A good thread OP for raising these questions. But I think you are way-over invested and getting carried away with someone you haven't met myself. The cinema ticket is a case in point, a very poor show for a first date that he can't even pay for his own bloody ticket.

burnoutbabe · 27/11/2021 15:30

yes i think no money to pay for cinema (assuming its not ODEON IMAX WEST END - £20 per ticket) is a sign he is probably not for you.

No car, you drive everywhere, pay for everything, its not really going to be working for you. He is a project.

FissionMailed · 27/11/2021 15:40

@wobblywinelover

Am I the only person who thinks that printing off your picture from the dating website before you've even met is a bit weird? That would put me off more than any weight issues if I'm honest.
I thought it weird too and, IMO, it plays in to what I said up there about this guy putting more responsibility on OP than he should.
OnwardsAndSideways1 · 27/11/2021 16:01

OP, I've been online dating myself, so unfortunately I recognize the signs...
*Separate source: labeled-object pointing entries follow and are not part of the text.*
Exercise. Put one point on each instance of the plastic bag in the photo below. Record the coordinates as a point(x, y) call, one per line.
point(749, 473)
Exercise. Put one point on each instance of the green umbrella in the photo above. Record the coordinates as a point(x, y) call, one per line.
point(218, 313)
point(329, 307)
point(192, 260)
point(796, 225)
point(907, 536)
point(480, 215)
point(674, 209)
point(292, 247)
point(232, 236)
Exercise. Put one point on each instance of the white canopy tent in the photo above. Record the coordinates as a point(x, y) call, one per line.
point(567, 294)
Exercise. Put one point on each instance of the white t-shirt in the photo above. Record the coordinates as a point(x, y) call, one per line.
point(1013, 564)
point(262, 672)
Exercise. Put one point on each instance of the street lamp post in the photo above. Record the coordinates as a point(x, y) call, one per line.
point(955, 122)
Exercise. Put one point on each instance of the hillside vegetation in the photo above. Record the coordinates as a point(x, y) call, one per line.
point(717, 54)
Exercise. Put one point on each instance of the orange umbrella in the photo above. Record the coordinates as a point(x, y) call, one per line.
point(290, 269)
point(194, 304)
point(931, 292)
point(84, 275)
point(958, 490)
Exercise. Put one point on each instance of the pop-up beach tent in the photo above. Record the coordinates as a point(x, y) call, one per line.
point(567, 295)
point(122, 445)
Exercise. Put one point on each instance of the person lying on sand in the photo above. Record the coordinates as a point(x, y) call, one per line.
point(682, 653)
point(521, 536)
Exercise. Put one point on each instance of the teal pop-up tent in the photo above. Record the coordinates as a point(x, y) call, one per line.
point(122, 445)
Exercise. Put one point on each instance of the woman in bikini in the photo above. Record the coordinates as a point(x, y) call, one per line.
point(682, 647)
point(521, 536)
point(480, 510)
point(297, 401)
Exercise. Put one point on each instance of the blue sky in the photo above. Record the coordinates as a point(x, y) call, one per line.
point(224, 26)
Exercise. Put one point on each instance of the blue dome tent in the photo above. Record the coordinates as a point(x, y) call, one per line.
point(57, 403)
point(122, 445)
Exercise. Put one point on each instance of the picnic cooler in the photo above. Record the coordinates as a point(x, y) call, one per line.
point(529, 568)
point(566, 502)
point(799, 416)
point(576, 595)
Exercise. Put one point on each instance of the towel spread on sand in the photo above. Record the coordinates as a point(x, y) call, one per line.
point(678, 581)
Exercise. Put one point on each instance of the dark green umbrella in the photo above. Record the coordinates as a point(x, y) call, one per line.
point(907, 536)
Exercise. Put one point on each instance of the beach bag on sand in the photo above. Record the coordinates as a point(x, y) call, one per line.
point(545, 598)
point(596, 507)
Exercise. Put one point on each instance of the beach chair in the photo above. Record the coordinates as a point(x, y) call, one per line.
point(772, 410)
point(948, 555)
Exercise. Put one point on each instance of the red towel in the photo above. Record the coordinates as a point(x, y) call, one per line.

I think it's very unlikely you will ever meet this guy. He is agoraphobic and doesn't want to meet because of the weather (I bet you would have put on a mac and gone), the cinema is too expensive, and he's just sold his car as he doesn't use it- how about using it to drive to see you?!

He's happy with what you have, an online flirty fun experience, which doesn't actually challenge him to get out there and live in the real world.

A lot of people use online dating for chatting and socializing but often don't go the next step and want to meet up. Their needs are being met by the type of interaction they already have.

I could be wrong and you could come back in a few weeks and tell us you met up with him several times and it's all going swimmingly, but I very much doubt it. He's not wanting to step outside his house, so you dating is just not going to be a possibility.

A lot of men online seem to me to seek out women, chat for a bit, but lack the skills to really emotionally engage and take things forward, it's happened to me a couple of times. Whether it be because they've been hurt in the past, or have issues, it doesn't really matter- you need someone up for dating, wanting to actively travel and participate in your life and form a full relationship. I don't think this will be it, although if you are happy to be friends, and stop the fake romantic promises, and just hang out online for company, that's an option.